Escritor baiano foi mestre da "carpintaria"

NELSON DE SÁ
da Reportagem Local

Já se organizou a obra de Dias Gomes de maneiras as mais arbitrárias. Na coleção da ed. Bertrand Brasil, as divisões lembram aquelas, também estranhas, criadas para Nelson Rodrigues: "falsos mitos", "heróis vencidos". Outra ordenação buscou ligá-lo à dramaturgia nacional do fim dos anos 50 (Suassuna, Guarnieri), como se nada tivesse escrito antes.
Para distinguir as características do dramaturgo, é melhor recorrer ao que o próprio dizia, de suas "fases". Foram poucos os intervalos em sua produção, mas são bem distintas uma primeira fase de encenações, com os textos feitos para Procópio Ferreira nos anos 40, e a segunda e melhor, abrindo com "O Pagador de Promessas", seu maior legado para o palco, em 60.
Dias Gomes, em cerca de 60 anos de dramaturgia, em ambas as "fases" e nas inúmeras peças inéditas, nunca se distanciou muito, entre outras qualidades, da atenção aos tipos populares. Foi assim desde "Zeca Diabo", sobre o cangaço, de 43; e foi assim com o aclamado Zé-do-Burro, de "Pagador".
Escrevendo as primeiras peças nos anos 30 e 40, desenvolvendo-se sob as asas de Procópio, Dias Gomes tornou-se aos poucos um mestre da "carpintaria" -como se descreve costumeiramente, em teatro, o domínio da dramaturgia mais voltada à ação e ao enredo, nem tanto à complexidade psicológica dos personagens.
Uma terceira característica, da qual poucas vezes se distanciou, foi temática: o Nordeste, a seca, a crítica à opressão.
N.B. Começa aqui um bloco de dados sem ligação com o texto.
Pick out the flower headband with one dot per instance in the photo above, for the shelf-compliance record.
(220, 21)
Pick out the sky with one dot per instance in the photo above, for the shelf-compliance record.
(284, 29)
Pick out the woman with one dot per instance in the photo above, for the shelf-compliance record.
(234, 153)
Acima de tudo, o que era de esperar no militante socialista e materialista: o anticlericalismo. É assim em "Pagador" e também em "O Santo Inquérito", outro texto a lembrar entre os destaques do dramaturgo.
Em "Pagador", que estreou num TBC já influenciado pelo nacionalismo do Arena, Zé-do-Burro vai a Salvador pagar uma promessa feita a Iansã ou santa Bárbara -sincretismo tão do gosto do autor, por se contrapor à religião instituída. Ao chegar, enfrenta um padre que é a alegoria da opressão.
Estão lá os traços da comédia popular mais direta, ainda que se trate de um drama com, como exige a "carpintaria", final retumbante. Está lá a dicotomia, o confronto do bem contra o mal, no caso, representada na "autoridade" do padre e seu aliado, o "Delegado".
E também está lá, em "Pagador", a defesa da reforma agrária, num Zé-do-Burro que decide dividir "igualmente", para horror de padre Olavo, as poucas terras "com os lavradores mais pobres".
À sua maneira, como ele dizia da primeira peça que fez para Procópio, "Pé-de-Cabra", Dias Gomes escreveu sem jamais esquecer o modelo dos anos 30, do Joracy Camargo de "Deus lhe Pague": engajado, carregado de idéias políticas e sociais, mas sempre de olho na diversão, no espectador.
É o que explica o fato de, passada a primeira fase de sua dramaturgia, Dias Gomes ter mergulhado na radionovela, por duas décadas. Depois, passada a segunda fase de sua dramaturgia, ele mergulhou na telenovela para os trabalhos mais lembrados. Na TV como no rádio, inspirou-se nos tipos e enredos criados antes no palco.